Os envolvidos eram motoristas que levavam o minério de ferro pela estrada particular da Vale que liga duas minas no município. Embora fossem empregados por uma empresa subcontratada, a Ouro Verde Locação e Serviço S.A., os auditores da Superintendência Regional do Trabalho e Emprego de Minas Gerais apontaram a Vale como responsável. Segundo a fiscalização, os trabalhadores eram submetidos a jornadas exaustivas, condições degradantes e foram vítimas de fraude, promessa enganosa e ameaça.
A Vale contestou a inserção e afirmou que adotará as medidas para a exclusão. Segundo a empresa, foi proferida decisão judicial em maio de 2024 que reconhece indevida a lavratura de auto de infração em razão da fiscalização ocorrida em 2015, o que torna indevida sua inscrição no cadastro. Na época, reportagem de Ana Aranha, da Repórter Brasil, apontou casos como o de um motorista que dirigiu por 23 horas com um intervalo de apenas 40 minutos e outro que trabalhou de 14 de dezembro a 11 de janeiro sem folgas. Os banheiros eram impraticáveis, o que levavam os trabalhadores a fazerem necessidade na estrada. Promessas para quem trabalhasse mais e de forma mais intensa (colocando em risco a sua vida e a de outros) foram feitas e não cumpridas. E quando os trabalhadores passaram a reclamar, foram ameaçados, segundo a fiscalização.
“A Vale repudia toda, e qualquer, forma de desrespeito aos direitos humanos, e às condições indignas de trabalho, e reforça seu compromisso, alinhado com suas políticas, na manutenção de condições dignas para toda sua cadeia produtiva”, afirma a empresa.
Na época da operação, a Ouro Verde Locação e Serviço S.A. emitiu nota dizendo que as irregularidades constatadas na jornada dos trabalhadores seriam “decorrentes de problemas sistêmicos no relógio ponto” e rechaçou a existência de promessas enganosas e ameaças.

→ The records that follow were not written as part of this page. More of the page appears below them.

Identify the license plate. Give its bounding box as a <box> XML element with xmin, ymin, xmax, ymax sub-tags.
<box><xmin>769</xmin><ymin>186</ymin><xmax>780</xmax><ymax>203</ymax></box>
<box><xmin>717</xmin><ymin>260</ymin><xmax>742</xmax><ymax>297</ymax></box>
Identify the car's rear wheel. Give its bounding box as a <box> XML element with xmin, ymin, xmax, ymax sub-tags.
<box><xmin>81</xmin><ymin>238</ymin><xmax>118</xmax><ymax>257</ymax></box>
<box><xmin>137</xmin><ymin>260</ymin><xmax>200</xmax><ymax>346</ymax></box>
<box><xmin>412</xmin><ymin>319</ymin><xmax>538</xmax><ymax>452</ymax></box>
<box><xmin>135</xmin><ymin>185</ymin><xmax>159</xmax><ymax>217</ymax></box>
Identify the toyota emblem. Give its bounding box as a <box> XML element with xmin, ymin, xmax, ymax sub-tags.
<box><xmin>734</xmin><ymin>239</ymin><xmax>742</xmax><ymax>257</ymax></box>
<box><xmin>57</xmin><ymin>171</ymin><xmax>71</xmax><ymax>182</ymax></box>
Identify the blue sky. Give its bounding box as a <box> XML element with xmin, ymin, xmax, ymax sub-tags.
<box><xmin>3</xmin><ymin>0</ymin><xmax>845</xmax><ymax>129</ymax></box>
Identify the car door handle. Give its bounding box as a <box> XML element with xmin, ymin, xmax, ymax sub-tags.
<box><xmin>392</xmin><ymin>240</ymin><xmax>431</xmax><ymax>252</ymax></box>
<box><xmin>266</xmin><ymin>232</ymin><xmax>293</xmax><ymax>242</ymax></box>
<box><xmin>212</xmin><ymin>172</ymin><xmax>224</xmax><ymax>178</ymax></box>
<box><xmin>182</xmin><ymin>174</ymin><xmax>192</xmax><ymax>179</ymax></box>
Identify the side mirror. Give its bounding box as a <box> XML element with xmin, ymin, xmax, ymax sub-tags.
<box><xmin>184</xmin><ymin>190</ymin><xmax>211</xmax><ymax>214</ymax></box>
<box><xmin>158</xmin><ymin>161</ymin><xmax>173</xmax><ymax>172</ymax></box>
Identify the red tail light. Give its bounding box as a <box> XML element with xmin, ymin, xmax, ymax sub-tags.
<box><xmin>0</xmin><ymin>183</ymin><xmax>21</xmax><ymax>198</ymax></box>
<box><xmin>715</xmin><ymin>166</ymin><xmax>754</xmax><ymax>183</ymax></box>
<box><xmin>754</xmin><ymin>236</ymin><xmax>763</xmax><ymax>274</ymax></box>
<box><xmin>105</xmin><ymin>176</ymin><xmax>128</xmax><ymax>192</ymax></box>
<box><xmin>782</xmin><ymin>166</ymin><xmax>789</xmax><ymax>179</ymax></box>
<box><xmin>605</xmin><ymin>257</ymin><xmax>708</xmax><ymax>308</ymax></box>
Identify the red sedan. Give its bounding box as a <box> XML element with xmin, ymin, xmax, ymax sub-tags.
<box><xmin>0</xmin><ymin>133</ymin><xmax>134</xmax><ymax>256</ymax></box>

Criada em novembro de 2003, a “lista suja“ é atualizada semestralmente pelo Ministério do Trabalho e Emprego. Os nomes dos empregadores são incluídos após os autuados exercerem o direito de defesa em duas instâncias na esfera administrativa e lá permanecem por dois anos.
Apesar de a portaria interministerial que prevê a lista não obrigar a um bloqueio comercial ou financeiro, ela tem sido usada por empresas e bancos brasileiros e estrangeiros para seu gerenciamento de risco. Isso tornou o instrumento um exemplo global no combate ao trabalho escravo, reconhecido pelas Nações Unidas.
O Conselho Monetário Nacional proibiu, em 2010, a concessão de crédito rural a quem está na lista. E o BNDES a usa antes de fechar negócios.
Em setembro de 2020, o Supremo Tribunal Federal reafirmou a constitucionalidade da “lista suja“, por nove votos a zero, ao analisar uma Arguição de Descumprimento de Preceito Fundamental (ADPF) 509, ajuizada pela Associação Brasileira de Incorporadoras Imobiliárias (Abrainc).
Trabalho escravo hoje no Brasil
Desde a década de 1940, o Código Penal Brasileiro prevê a punição a esse crime. A essas formas dá-se o nome de trabalho escravo contemporâneo, escravidão contemporânea, condições análogas às de escravo.
De acordo com o artigo 149 do Código Penal, quatro elementos podem definir escravidão contemporânea por aqui: trabalho forçado (que envolve cerceamento do direito de ir e vir), servidão por dívida (um cativeiro atrelado a dívidas, muitas vezes fraudulentas), condições degradantes (trabalho que nega a dignidade humana, colocando em risco a saúde e a vida) ou jornada exaustiva (levar ao trabalhador ao completo esgotamento dado à intensidade da exploração, também colocando em risco sua saúde e vida).
Desde a criação dos grupos especiais de fiscalização móvel, base do sistema de combate à escravidão no país, em maio de 1995, mais de 63,5 mil trabalhadores foram resgatados. Participam desses grupos, além da Inspeção do Trabalho, o Ministério Público do Trabalho, Ministério Público Federal, Polícia Federal, Polícia Rodoviária Federal e Defensoria Publica da União.